Turkish authorities are currently discussing the terms and conditions of an enhanced energy partnership with Iraqi Kurds. The Prime Minster of Turkey, Recep Tayyip Erdoğan, confirmed the negotiation for an energy deal with Iraq’s KRG. In his interview with CNNTurk television, Turkish Prime Minster said that they are (the Turkish Government) in the process of striking the trade agreement with the KRG. In the interview, Prime Minister Erdoğan stated that as a government, they aim to enhance the capacity of the existing pipelines and make oil transaction more lucrative. The Prime Minister also pointed out a possible extension of the current pipeline network via increasing the number of oil and gas pipelines.
At this point, it is believed that with the deal, Iraq’s KRG aims to strengthen its position in the region, while the Turkish government aims to enhance mutual ties with the KRG to subsidize the energy deficit of Turkey in a more lucrative way. However, the increasingly closer relations between Turkey and the Kurdistan Regional Government cannot obtain support on Washington’s part. Washington believes that rapprochement between the two parties may trigger the disintegration of Iraq and push an increasingly isolated Iraq into Iran.
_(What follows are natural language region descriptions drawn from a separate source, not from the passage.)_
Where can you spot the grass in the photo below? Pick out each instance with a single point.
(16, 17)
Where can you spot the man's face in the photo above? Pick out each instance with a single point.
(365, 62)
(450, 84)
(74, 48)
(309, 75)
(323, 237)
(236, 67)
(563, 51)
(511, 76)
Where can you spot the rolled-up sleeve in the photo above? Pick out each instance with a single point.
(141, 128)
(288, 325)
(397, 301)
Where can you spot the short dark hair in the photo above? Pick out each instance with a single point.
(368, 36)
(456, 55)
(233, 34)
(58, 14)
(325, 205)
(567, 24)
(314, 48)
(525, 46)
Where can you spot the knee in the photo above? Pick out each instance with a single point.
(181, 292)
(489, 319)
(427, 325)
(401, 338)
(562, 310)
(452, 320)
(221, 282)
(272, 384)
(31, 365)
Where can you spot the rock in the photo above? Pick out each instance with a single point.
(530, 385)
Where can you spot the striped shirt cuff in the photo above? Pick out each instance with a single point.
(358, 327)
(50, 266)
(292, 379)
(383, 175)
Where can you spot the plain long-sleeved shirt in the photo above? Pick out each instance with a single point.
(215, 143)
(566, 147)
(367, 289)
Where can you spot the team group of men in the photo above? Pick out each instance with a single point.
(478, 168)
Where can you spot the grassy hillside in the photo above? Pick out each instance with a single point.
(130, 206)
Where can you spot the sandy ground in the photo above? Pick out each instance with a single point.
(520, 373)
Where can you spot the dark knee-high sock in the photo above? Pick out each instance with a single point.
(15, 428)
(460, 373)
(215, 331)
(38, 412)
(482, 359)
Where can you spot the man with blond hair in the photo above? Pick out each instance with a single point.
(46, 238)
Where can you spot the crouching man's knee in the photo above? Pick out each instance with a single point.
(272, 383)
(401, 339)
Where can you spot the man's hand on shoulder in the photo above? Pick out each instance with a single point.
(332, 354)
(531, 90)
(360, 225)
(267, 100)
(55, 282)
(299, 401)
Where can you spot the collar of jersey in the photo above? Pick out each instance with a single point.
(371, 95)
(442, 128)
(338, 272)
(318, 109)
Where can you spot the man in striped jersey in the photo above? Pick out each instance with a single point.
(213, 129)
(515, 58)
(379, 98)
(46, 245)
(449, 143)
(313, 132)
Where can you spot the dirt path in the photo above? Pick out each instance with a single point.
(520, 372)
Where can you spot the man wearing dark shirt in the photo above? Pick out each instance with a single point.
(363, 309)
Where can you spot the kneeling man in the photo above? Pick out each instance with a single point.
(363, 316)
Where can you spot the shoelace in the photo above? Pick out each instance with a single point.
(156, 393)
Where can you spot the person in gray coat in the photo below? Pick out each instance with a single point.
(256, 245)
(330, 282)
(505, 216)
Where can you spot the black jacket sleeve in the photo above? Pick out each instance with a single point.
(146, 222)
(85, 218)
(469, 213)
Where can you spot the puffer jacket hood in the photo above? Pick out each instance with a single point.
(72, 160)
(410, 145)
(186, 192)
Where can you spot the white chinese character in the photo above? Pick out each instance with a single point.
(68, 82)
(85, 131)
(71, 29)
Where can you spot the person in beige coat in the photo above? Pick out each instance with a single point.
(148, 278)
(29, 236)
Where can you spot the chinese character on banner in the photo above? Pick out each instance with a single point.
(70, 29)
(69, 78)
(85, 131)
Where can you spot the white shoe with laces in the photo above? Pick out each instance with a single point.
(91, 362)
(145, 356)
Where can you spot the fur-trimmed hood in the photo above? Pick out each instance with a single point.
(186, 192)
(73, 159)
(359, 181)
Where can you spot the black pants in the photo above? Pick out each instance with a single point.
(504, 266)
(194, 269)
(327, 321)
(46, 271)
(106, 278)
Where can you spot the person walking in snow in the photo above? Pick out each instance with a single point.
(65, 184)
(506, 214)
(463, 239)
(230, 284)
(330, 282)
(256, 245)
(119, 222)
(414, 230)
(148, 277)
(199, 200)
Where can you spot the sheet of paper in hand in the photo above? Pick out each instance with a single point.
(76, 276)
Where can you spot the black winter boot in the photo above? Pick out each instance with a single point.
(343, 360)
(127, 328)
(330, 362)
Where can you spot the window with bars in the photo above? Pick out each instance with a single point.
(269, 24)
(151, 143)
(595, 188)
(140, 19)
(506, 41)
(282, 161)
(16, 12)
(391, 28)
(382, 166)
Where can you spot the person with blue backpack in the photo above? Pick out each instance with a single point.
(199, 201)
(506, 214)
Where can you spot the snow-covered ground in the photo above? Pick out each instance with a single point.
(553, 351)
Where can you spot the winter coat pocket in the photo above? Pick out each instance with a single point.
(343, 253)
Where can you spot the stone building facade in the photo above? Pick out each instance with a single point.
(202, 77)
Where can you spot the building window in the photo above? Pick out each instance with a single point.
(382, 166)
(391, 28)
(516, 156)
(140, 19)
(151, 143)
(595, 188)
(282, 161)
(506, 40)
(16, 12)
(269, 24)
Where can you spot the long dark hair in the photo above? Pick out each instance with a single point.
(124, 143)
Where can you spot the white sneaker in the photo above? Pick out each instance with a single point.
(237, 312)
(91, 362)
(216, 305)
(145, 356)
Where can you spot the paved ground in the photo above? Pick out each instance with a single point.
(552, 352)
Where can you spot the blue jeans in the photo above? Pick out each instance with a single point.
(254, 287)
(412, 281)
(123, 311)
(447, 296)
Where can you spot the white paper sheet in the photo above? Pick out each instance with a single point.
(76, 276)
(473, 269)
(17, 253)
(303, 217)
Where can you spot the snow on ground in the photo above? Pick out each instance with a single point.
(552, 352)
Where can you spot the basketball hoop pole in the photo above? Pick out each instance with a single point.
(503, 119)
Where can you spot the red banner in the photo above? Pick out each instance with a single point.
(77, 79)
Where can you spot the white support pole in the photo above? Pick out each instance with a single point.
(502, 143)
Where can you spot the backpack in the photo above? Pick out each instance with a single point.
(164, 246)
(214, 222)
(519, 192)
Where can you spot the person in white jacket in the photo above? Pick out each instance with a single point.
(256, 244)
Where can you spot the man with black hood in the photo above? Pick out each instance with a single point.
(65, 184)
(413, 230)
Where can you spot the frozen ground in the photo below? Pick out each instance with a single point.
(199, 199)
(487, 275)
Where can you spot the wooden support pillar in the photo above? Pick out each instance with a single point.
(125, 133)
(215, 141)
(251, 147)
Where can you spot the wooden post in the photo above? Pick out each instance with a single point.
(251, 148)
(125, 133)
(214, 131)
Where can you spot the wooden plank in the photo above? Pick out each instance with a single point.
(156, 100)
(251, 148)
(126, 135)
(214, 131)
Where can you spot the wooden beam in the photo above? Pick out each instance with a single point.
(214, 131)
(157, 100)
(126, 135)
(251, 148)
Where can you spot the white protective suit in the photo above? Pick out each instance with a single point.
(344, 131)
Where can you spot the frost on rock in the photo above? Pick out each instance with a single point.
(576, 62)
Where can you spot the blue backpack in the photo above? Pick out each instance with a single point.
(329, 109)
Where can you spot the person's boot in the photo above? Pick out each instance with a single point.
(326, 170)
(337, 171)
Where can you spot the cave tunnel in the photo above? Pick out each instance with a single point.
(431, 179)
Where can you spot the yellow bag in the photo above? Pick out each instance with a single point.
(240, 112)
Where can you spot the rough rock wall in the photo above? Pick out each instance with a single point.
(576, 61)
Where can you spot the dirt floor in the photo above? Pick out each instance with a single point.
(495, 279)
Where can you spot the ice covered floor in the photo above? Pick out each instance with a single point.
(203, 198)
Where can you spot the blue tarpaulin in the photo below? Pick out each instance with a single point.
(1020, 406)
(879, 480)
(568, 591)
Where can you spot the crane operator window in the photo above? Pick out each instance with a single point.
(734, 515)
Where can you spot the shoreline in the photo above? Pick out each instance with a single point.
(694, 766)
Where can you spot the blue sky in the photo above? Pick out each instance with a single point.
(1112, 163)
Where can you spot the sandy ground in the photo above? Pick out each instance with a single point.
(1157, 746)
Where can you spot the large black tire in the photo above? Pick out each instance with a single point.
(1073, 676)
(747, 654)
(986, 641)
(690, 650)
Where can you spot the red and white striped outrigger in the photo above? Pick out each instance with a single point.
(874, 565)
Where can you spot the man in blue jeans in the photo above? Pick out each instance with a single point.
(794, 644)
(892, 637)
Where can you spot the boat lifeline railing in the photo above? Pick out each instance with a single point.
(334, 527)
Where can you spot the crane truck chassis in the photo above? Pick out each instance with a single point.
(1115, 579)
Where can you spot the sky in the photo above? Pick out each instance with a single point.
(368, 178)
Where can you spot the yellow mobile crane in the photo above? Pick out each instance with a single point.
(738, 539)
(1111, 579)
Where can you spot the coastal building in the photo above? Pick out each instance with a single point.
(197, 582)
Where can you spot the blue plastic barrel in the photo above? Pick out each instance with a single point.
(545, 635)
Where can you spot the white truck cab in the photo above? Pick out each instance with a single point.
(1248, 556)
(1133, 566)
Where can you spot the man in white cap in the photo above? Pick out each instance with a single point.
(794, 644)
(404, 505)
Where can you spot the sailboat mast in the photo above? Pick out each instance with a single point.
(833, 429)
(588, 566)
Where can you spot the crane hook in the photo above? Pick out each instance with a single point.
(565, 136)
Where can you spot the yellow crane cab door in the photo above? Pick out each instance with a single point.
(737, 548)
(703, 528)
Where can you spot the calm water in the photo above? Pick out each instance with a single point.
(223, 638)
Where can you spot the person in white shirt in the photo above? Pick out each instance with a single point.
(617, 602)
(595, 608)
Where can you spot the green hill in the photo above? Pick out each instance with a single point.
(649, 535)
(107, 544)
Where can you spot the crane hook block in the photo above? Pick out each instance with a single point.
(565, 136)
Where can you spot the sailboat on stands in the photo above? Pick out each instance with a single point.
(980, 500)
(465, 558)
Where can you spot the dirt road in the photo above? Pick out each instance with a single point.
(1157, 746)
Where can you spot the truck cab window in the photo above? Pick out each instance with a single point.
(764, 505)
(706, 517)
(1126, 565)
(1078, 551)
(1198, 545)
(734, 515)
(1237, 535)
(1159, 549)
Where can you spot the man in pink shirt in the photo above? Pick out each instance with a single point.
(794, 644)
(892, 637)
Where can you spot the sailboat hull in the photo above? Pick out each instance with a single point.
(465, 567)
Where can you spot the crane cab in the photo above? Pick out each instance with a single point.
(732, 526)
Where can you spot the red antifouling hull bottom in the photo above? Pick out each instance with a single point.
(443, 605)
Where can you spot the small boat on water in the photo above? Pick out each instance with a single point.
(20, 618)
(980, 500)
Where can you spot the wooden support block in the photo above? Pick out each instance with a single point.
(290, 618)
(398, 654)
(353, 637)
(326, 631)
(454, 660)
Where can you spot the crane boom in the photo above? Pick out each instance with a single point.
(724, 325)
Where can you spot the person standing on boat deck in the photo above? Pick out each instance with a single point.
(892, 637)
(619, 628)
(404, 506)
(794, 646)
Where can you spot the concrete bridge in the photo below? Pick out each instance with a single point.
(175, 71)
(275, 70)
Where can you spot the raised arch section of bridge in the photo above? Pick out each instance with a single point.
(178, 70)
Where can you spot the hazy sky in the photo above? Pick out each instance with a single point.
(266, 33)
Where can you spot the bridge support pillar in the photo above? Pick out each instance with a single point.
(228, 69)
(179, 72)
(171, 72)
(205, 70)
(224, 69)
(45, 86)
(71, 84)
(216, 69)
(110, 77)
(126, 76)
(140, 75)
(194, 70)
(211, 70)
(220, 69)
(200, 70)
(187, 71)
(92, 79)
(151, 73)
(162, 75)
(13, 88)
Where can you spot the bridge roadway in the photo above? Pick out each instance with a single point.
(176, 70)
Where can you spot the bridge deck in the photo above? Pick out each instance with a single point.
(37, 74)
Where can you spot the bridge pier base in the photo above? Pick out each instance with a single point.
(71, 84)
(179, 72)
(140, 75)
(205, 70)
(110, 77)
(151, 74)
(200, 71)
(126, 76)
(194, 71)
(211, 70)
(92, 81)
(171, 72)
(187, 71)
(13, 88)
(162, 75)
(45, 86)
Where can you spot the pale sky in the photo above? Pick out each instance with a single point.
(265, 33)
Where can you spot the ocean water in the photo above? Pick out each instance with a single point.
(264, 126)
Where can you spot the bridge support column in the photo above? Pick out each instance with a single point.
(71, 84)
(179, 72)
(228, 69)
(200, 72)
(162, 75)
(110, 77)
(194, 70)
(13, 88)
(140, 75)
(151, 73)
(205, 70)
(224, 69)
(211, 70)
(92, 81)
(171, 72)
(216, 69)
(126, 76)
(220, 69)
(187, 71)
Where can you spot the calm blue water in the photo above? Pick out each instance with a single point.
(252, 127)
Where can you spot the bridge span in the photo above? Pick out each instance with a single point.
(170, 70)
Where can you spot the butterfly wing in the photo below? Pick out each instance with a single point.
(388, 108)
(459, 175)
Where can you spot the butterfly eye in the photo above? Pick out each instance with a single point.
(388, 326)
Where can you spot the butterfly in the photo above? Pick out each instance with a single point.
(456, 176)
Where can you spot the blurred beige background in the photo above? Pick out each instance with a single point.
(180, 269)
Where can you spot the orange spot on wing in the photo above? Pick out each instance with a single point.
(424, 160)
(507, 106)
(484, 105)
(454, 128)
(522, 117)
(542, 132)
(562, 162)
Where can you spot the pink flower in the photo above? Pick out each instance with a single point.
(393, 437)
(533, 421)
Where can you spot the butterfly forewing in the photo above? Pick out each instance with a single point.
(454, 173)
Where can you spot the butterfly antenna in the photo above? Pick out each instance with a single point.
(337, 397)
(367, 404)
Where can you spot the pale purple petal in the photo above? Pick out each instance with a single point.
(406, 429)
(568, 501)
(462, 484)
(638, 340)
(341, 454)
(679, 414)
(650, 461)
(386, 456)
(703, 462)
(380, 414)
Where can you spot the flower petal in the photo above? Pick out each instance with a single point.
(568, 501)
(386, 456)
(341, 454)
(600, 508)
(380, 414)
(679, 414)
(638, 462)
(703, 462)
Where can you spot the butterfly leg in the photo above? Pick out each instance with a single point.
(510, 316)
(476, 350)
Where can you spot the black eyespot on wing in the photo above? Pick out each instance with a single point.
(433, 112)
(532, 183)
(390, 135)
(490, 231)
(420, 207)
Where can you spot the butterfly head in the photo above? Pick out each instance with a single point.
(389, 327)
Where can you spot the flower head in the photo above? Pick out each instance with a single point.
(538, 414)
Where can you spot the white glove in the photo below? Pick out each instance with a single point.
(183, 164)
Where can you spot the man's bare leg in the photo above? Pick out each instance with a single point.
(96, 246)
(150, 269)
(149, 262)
However, Prime Minister Erdoğan believes strongly that the deal between Turkey and the KRG creates a “win-win” situation that is in no way contradictory to American interests in the region.
It is known that Turkey and Iraqi central governments have several disagreements over different issues, one of which is Turkey’s refusals to extradite fugitive Vice President Tareq al- Hashemi and and another is the burgeoning energy cooperation with Iraqi Kurdistan. On the contrary, Iraq’s central government has so far blocked Turkish efforts to step up Turkey’s existence in Northern Iraq. For example, Baghdad blocked Turkish National Energy Firm TPAO from bidding for an oil exploration contract in November 2012 and one month later, Iraqi government did not allow a passenger plane which carried Turkish Energy Ministry Taner Yıldız to land in Arbil.